Parallels to the Woolrich story are evident in India, the largest producer of cotton in the world. Arvind Mills, of the Lalbhai Group in Ahmedabad, is India’s largest denim manufacturer and one of Asia’s top exporters of jeans. Established in 1897, the firm led textile production during anti-colonial struggles of the 1930s and emerged as top-tier apparel manufacturer in the post-Independence period after 1947.
By the 1980s, the CEO and Managing Director Sanjay Lalbhai also faced increasing competition from cheaper domestic manufacturing in India’s informal power loom sector, and decided to build brand equity. In a recent Harvard Business School interview conducted by Dr. Sudev Sheth for the Creating Emerging Markets project, Lalbhai explained the situation:
“Arvind was at that time a 100% domestic company, making women’s fabrics, women’s blouse pieces, dress materials, and things like that. We were into all these domestic product categories. We were a very premium company. Our products were very well-known. Our brand was very well established. It had a history of success. It had excellent management. It had very good distribution. But these products started getting manufactured by the power loom at much lower prices and the distribution we had started buying from them, rather than us. It was quite obvious that we would die. I started realizing in the ‘90s that the most rewarding thing would be to make the final apparel and brand it because branding gives you that pricing power. Branding differentiates and once you build a brand, you can command a different pricing vis-à-vis the commodity.”

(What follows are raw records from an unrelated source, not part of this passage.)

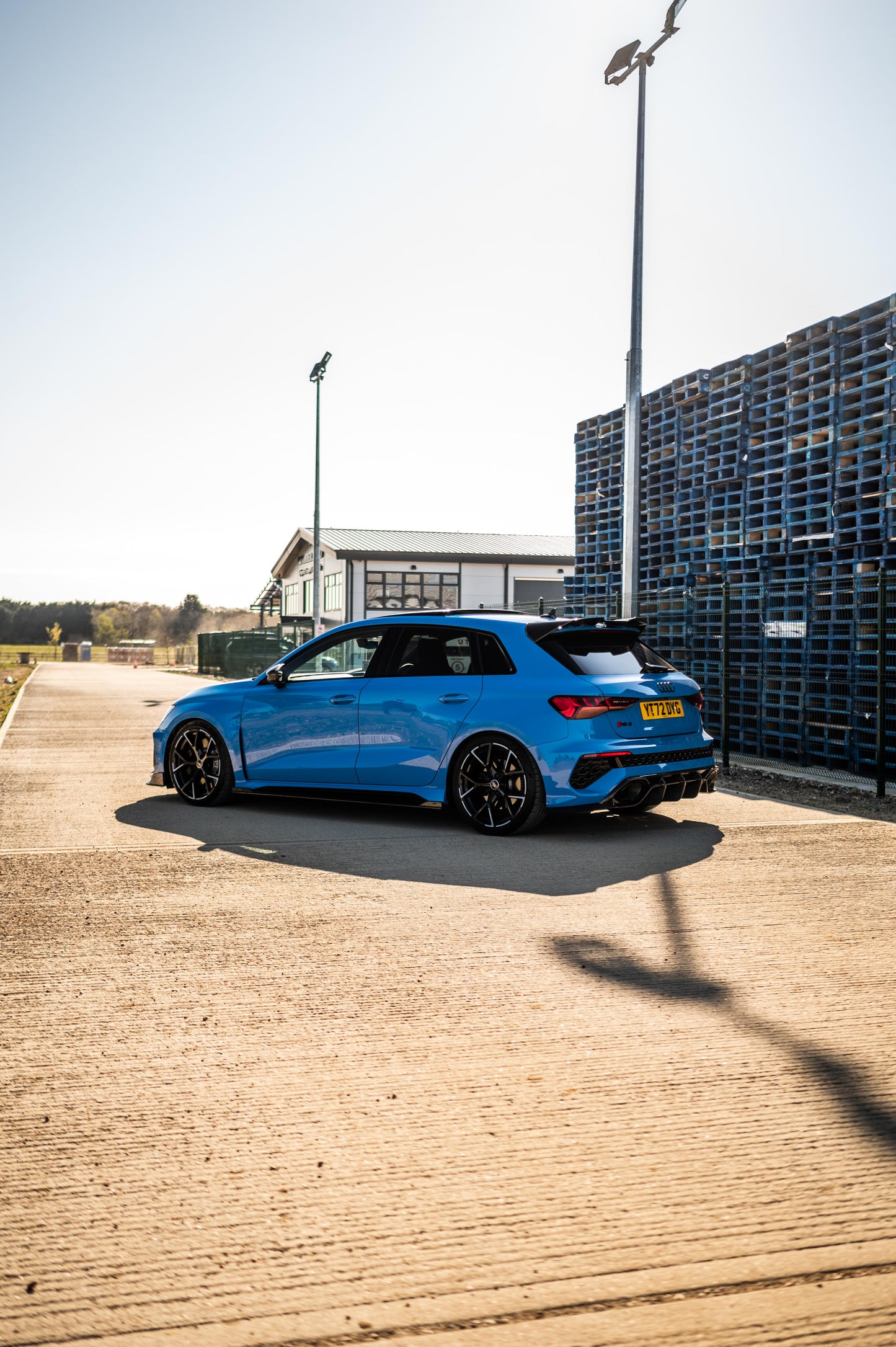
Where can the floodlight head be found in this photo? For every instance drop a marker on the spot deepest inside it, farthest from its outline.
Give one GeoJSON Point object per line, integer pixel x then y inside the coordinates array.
{"type": "Point", "coordinates": [672, 15]}
{"type": "Point", "coordinates": [317, 373]}
{"type": "Point", "coordinates": [623, 58]}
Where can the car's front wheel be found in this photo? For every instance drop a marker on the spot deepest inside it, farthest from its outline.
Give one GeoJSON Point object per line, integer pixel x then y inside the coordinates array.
{"type": "Point", "coordinates": [496, 786]}
{"type": "Point", "coordinates": [200, 764]}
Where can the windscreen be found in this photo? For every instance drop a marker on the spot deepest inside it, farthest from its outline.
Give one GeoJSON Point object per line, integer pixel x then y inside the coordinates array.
{"type": "Point", "coordinates": [595, 655]}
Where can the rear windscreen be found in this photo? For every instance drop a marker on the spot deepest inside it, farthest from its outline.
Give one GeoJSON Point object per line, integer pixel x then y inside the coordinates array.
{"type": "Point", "coordinates": [595, 655]}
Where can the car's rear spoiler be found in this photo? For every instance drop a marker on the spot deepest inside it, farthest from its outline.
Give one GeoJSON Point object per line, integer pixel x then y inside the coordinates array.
{"type": "Point", "coordinates": [620, 631]}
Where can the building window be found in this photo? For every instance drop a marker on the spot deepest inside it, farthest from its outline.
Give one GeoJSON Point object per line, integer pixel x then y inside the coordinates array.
{"type": "Point", "coordinates": [290, 607]}
{"type": "Point", "coordinates": [411, 589]}
{"type": "Point", "coordinates": [332, 592]}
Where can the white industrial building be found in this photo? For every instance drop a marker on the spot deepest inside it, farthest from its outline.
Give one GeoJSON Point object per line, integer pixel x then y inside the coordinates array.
{"type": "Point", "coordinates": [365, 572]}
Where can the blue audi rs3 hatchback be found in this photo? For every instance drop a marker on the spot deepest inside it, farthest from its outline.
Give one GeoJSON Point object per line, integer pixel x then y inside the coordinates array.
{"type": "Point", "coordinates": [500, 716]}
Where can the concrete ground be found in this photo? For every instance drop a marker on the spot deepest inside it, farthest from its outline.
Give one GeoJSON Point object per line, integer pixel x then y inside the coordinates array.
{"type": "Point", "coordinates": [289, 1072]}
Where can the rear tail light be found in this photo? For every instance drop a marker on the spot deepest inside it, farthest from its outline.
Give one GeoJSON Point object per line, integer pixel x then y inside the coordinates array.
{"type": "Point", "coordinates": [587, 708]}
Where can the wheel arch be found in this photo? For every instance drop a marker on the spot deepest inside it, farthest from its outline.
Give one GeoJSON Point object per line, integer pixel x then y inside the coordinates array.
{"type": "Point", "coordinates": [189, 718]}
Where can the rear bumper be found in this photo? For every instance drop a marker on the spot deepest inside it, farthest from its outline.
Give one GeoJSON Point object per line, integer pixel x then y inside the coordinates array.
{"type": "Point", "coordinates": [645, 791]}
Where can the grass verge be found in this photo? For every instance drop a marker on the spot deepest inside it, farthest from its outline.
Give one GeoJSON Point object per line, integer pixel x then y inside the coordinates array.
{"type": "Point", "coordinates": [18, 672]}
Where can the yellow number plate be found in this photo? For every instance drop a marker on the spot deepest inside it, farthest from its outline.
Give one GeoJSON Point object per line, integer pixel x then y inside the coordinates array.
{"type": "Point", "coordinates": [660, 710]}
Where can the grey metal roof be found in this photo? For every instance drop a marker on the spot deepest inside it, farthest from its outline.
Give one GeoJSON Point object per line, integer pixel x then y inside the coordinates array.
{"type": "Point", "coordinates": [411, 545]}
{"type": "Point", "coordinates": [378, 542]}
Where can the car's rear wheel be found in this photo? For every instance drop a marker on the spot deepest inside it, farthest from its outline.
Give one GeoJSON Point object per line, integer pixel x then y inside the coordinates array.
{"type": "Point", "coordinates": [200, 764]}
{"type": "Point", "coordinates": [496, 786]}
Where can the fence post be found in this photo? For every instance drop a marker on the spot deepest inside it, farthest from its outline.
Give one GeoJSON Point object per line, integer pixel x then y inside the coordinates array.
{"type": "Point", "coordinates": [882, 683]}
{"type": "Point", "coordinates": [727, 615]}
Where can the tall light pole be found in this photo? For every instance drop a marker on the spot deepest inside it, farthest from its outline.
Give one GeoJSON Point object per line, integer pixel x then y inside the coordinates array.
{"type": "Point", "coordinates": [620, 68]}
{"type": "Point", "coordinates": [317, 379]}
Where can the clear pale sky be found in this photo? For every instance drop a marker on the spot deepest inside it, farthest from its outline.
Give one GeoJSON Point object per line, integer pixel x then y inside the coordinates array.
{"type": "Point", "coordinates": [203, 196]}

While Arvind continues to produce fabrics, they are increasingly moving towards building a portfolio of brands, both international and homegrown. The strategy has been to divest themselves of manufacturing assets and mills, taking a distinctly asset light approach to maintain agility and move up the value chain. In addition, they are moving away from organic materials like cotton in favor of synthetic fabrics that are cheaper to produce and easily manipulated to achieved desired fabric quality. As major players have retreated from manufacturing, first-tier suppliers have absorbed former brand competencies. Not only manufacturing, but quality control and even garment design are now routinely expected from suppliers.
What these studies have taught us is that brand equity is decreasingly tied to productive capacity. What matters at Woolrich is not being Made in America, but capitalizing on the symbolic geography of “Americana.” The authentic image of Americana derives from 187 years of local production, but the image has become more powerful than the fact. Indeed, Woolrich found greater success abroad than at home. In Italy and other parts of Europe, the symbolic geography of heritage at Woolrich was held in higher esteem than the physical geography of actual production.
Across India today, many long-standing companies across industries, such as Arvind, Raymond, and Tata, are moving up the value chain into retail outlets. As companies strategize financial boom and bust cycles, our research demonstrates how history can be strategically leveraged to build global brand equity, especially in a world that no longer values small company towns, multi-generation mill workers, and costly fixed assets.
Finally, moments of crisis such as the current pandemic are ideal times to leverage brand equity. Whether it is Woolrich licensing their name to foreign manufacturers amidst de-industrialization in the 1980s, outright selling their brand in recent years, or Arvind gradually moving away from physical assets to build brick-and-mortar stores across India, these companies demonstrate how historical legacies can be tapped to build truly global brands that can withstand uncertainty.